After treating HNEpCs as in section “Cell acquisition and modelling”, 20 µM H2DCFDA (HY-D0940, MedChemExpress) was added to HNEpCs followed by incubation at 37 °C in the absence of light for 30 min. The cells were washed with PBS and subsequently digested with 0.25% trypsin. Following centrifugation, the cells were resuspended in PBS and immediately analyzed using flow cytometry (BD LSRFortessaTM Cell Analyzer, BD Biosciences, USA).
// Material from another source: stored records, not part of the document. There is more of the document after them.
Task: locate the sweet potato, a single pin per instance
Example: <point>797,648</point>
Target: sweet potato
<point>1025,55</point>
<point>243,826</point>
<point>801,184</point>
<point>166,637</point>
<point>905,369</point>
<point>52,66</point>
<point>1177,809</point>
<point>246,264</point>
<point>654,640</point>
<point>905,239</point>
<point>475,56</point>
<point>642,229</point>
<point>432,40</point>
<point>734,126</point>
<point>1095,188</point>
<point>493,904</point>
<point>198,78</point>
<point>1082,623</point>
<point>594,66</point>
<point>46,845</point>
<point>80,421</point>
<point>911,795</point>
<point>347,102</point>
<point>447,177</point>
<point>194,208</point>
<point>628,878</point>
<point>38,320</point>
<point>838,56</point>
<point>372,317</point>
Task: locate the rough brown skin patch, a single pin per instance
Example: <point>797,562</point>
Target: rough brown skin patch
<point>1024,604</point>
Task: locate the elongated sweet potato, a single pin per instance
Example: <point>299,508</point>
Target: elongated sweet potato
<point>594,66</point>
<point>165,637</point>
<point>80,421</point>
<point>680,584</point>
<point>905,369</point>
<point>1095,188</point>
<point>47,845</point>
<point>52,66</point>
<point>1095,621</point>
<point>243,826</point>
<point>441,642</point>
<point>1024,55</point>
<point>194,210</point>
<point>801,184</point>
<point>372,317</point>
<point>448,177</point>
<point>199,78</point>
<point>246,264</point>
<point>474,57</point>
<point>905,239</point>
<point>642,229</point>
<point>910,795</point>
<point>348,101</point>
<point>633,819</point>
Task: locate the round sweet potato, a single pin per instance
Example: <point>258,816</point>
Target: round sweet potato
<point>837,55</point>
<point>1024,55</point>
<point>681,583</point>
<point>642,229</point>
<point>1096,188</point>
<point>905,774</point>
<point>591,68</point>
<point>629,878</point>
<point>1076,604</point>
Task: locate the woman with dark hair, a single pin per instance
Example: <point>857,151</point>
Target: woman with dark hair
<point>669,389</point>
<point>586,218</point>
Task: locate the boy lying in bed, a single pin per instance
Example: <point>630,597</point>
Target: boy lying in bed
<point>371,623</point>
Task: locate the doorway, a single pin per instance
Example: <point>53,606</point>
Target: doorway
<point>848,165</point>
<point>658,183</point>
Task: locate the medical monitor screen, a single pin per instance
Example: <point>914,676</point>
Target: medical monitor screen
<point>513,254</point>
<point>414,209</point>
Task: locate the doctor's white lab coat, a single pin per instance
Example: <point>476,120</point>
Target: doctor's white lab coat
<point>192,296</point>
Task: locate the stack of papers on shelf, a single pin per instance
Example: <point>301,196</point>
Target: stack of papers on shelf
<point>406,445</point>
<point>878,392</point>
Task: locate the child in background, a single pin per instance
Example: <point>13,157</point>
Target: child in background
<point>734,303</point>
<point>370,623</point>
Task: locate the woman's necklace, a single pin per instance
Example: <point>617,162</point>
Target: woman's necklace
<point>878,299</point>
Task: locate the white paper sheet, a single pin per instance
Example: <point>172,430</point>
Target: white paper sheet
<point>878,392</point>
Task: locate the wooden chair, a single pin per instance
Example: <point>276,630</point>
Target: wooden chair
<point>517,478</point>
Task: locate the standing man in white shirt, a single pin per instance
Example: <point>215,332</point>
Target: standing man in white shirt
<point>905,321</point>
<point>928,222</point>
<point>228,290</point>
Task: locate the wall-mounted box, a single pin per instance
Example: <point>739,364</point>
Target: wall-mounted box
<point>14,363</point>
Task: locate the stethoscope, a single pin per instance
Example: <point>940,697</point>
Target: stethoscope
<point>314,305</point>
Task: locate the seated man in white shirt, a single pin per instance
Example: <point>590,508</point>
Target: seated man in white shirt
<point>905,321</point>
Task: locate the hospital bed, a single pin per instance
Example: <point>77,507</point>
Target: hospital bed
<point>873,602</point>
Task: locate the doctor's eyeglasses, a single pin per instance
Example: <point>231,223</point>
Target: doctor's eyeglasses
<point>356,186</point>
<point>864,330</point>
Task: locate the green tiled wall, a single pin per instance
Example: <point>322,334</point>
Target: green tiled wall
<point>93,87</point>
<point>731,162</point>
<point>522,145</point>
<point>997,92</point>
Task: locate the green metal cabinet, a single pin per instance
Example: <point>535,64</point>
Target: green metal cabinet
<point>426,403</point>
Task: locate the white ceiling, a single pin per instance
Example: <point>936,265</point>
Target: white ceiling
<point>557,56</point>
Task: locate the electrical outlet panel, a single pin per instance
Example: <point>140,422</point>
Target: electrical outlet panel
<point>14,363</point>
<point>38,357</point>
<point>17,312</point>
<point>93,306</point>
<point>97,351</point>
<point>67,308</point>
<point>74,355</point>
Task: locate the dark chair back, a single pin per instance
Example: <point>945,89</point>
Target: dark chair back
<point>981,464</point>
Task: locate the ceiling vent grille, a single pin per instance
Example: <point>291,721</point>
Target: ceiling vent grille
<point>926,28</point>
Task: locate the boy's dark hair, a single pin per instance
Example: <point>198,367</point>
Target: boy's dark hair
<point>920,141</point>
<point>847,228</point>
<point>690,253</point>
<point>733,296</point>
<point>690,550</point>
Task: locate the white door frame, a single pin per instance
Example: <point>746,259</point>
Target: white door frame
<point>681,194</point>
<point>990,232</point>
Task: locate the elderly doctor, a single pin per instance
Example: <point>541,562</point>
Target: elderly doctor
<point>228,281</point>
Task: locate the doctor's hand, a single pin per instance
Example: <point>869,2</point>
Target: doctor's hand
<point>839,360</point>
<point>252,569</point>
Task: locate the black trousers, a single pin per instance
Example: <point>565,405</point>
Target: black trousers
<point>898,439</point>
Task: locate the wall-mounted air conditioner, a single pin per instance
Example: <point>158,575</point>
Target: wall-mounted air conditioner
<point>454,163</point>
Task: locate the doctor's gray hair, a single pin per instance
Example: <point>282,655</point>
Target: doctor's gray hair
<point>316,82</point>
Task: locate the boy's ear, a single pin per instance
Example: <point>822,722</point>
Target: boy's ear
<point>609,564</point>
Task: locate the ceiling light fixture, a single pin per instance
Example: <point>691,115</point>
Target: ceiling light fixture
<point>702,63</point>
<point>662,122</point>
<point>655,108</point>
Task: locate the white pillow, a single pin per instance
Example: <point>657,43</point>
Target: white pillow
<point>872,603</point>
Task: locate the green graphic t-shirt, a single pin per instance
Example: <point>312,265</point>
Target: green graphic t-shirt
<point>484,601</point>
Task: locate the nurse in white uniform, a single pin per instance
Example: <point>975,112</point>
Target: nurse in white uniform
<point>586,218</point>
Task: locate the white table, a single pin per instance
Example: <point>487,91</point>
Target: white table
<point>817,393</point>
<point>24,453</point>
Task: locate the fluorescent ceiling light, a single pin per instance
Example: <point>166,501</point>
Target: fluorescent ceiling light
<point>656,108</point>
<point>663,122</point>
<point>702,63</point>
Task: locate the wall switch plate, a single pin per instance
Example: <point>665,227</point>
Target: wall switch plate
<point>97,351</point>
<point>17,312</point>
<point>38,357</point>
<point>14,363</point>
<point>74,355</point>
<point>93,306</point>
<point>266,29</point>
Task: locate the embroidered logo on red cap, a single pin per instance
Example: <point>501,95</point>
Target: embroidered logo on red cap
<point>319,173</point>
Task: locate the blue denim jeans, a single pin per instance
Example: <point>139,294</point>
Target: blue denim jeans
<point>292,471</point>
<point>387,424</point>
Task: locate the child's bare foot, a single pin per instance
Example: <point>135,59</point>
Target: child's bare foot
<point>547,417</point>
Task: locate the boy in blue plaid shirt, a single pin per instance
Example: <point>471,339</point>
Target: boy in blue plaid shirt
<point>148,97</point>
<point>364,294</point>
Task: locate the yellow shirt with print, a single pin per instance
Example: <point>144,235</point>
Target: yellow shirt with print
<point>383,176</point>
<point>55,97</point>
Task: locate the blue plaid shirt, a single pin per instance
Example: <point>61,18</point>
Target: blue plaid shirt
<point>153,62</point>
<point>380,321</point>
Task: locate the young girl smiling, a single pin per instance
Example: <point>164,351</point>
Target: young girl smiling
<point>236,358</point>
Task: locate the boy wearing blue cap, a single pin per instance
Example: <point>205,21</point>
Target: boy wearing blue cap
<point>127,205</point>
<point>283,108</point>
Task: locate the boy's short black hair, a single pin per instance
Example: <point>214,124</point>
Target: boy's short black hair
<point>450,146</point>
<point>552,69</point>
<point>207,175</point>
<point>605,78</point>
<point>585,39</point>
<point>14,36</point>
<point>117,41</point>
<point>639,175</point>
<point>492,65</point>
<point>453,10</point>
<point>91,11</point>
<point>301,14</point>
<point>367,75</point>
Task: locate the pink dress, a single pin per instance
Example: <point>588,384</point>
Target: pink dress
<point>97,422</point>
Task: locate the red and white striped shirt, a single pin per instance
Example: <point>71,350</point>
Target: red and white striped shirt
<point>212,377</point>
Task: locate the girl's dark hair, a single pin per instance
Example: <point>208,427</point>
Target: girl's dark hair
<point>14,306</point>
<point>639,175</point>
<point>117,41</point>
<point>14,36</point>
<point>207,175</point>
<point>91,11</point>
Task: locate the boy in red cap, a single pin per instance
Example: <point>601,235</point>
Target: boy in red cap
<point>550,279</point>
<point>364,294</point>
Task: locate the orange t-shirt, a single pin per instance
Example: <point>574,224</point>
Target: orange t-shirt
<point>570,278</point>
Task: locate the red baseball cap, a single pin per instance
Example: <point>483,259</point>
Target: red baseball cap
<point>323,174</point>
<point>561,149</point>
Mitochondrial membrane potential detection

After treating HNEpCs as in section “Cell acquisition and modelling”, 200 μM of JC-1 (HY-K0601, MedChemExpress) was directly added into the cellular medium so that the final concentration of JC-1 was 2 μM. The mixture was gently shaken and incubated at 37 °C for 20 min. After washing with PBS, red and green fluorescence was observed using a confocal laser scanning microscope. The ratio of red-to-green fluorescence was used to determine the mitochondrial membrane potential.

Western blotting (WB)

Following treatment as in section “Cell acquisition and modelling”, the HNEpCs were digested with 0.25% trypsin and collected. Protein lysis buffer was added to each sample to extract the total cellular protein. Protein concentrations were determined using the BCA method and standardized to the same concentration (3 μg/μL). The total cell protein lysate was subjected to high-temperature boiling and denaturation. Subsequently, SDS-PAGE was performed, and the resulting blots were blocked with 5% skim milk powder at 37 °C for 1 h. Blots were then exposed to primary antibodies (Rabbit Anti-NLRP3, bs-10021R, Bioss; Mouse Anti-ASC, 67494-1-Ig, Proteintech; Rabbit Anti-cleaved Caspase-1, AF5418, Affinity; Rabbit Anti-GSDMD-NT, AF4012, Affinity; Rabbit Anti-IL-18, DF6252, Affinity; Mouse Anti-IL-1β, 66737-1-Ig, Proteintech; Rabbit Anti-Nrf2, 80593-1-RR, Proteintech; Mouse Anti-HO-1, 66743-1-Ig, Proteintech; Rabbit Anti-β-actin, GB11001, Servicebio; dilution: 1:1000) and incubated overnight at 4 °C. The following day, secondary antibodies (Horseradish Enzyme-labeled Goat Anti-Rabbit IgG, ZB-2301, ZSGB-BIO; Horseradish Enzyme-labeled Goat Anti-Mouse IgG, ZB-2305, ZSGB-BIO; dilution: 1:5000) were added and incubated at 24–26 °C for 1 h. An ECL developer was added, and a gel imager (ChemiDoc MP, Bio-Rad, USA) was used for imaging analysis. The integrated optical density (IOD) of each target band was measured using the Image-J software. The IOD ratios of target proteins and β-actin were used to quantify the expression levels of the target proteins.

Statistical analysis

Image-J analysis software was used for analyzing the collected images. SPSS 24.0 software was used for statistical analysis, which was expressed as‾x ± s. All data were tested for normality and homogeneity of variance. One-way ANOVA was used for comparisons of the measurement data in each group. The LSD test was used for comparisons of homoscedasticity between groups, and Dunnett's T3 test was used for comparisons of homogeneity of variance between groups. P < 0.05 was considered statistically significant.